Hay varias formas de representar a José y María con el Niño. La huida a Egipto los presenta con María sobre una mula, y el nacimiento los ubica en el portal, adorando al Niño recién nacido. La que comúnmente llamamos Sagrada Familia, o Trinidad Terrenal, los sitúa en diversas escenas cotidianas.
El hermoso grupo de madera tallada, pintada y estofada del siglo XVIII, que contemplamos en la colección del Museo de Historia Mexicana, recrea el regreso de Egipto.
La interacción de las figuras es uno de los aspectos que consideró el artista. José carga al niño en el antebrazo, mientras camina con el bastón de peregrino florecido con el atributo de su castidad. El rostro joven y barbado es convencional, pero tiene un gesto introspectivo y preocupado, con la mirada concentrada en sus propios pensamientos.
Su paso firme y las venas azuladas que se traslucen en sus manos le dan vitalidad y propósito. El Niño bracea inocentemente en el aire, en tanto María está detenida, hablando con sus manos al espectador. Con la izquierda señala su pecho y con la derecha hacia el niño.
La obra tiene una fluidez y dulzura que permite reconocerla como producto del barroco tardío. Si bien los mantos de José y María son voluptuosos y parecen moverse con vida propia, las figuras espigadas y el ritmo suave de las líneas recuerdan las pinturas de Miguel Cabrera y José de Páez.
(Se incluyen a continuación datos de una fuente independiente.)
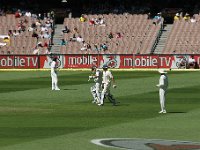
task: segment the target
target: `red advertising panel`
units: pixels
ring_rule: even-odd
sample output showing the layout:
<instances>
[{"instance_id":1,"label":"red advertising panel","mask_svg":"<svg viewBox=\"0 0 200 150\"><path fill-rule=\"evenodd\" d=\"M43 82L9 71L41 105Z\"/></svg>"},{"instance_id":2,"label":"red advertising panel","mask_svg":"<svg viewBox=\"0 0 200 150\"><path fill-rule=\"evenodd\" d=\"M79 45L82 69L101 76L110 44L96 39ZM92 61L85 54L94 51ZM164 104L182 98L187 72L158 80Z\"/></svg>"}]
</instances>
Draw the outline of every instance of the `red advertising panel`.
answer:
<instances>
[{"instance_id":1,"label":"red advertising panel","mask_svg":"<svg viewBox=\"0 0 200 150\"><path fill-rule=\"evenodd\" d=\"M1 55L0 69L50 68L52 58L58 58L59 68L200 68L200 55L132 55L132 54L71 54L71 55ZM191 66L190 62L195 62Z\"/></svg>"},{"instance_id":2,"label":"red advertising panel","mask_svg":"<svg viewBox=\"0 0 200 150\"><path fill-rule=\"evenodd\" d=\"M38 56L0 56L0 68L38 68Z\"/></svg>"},{"instance_id":3,"label":"red advertising panel","mask_svg":"<svg viewBox=\"0 0 200 150\"><path fill-rule=\"evenodd\" d=\"M14 56L14 68L36 69L38 65L38 56Z\"/></svg>"},{"instance_id":4,"label":"red advertising panel","mask_svg":"<svg viewBox=\"0 0 200 150\"><path fill-rule=\"evenodd\" d=\"M133 59L134 68L158 68L158 55L136 55Z\"/></svg>"},{"instance_id":5,"label":"red advertising panel","mask_svg":"<svg viewBox=\"0 0 200 150\"><path fill-rule=\"evenodd\" d=\"M64 68L64 55L42 55L40 56L40 68L51 68L52 58L57 57L57 66Z\"/></svg>"},{"instance_id":6,"label":"red advertising panel","mask_svg":"<svg viewBox=\"0 0 200 150\"><path fill-rule=\"evenodd\" d=\"M0 56L0 68L9 69L13 68L14 56Z\"/></svg>"},{"instance_id":7,"label":"red advertising panel","mask_svg":"<svg viewBox=\"0 0 200 150\"><path fill-rule=\"evenodd\" d=\"M65 68L90 68L99 65L102 55L65 55Z\"/></svg>"}]
</instances>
Las telas de las túnicas, sobre todo la de María, evocan sedas chinescas tanto por la ligereza como por el estampado de flores de colores sobre fondo claro. En cambio, los mantos semejan más a los terciopelos y brocados típicos de la escultura de la Escuela Mexicana, pero con un colorido particularmente vivo. Los bordes de las túnicas y el color oro de las flores de las ropas están sobredorados. El trabajo de estofado en que el oro sale de bajo del color superficial puede verse sobre todo en el interior de los mantos.
Merecen una mención las coronas, realizadas en plata sólida. Las tres están rematadas en una cruz de la evangelización y fueron concebidas, no como accesorios, sino para enaltecer la estatura divina de esta Trinidad.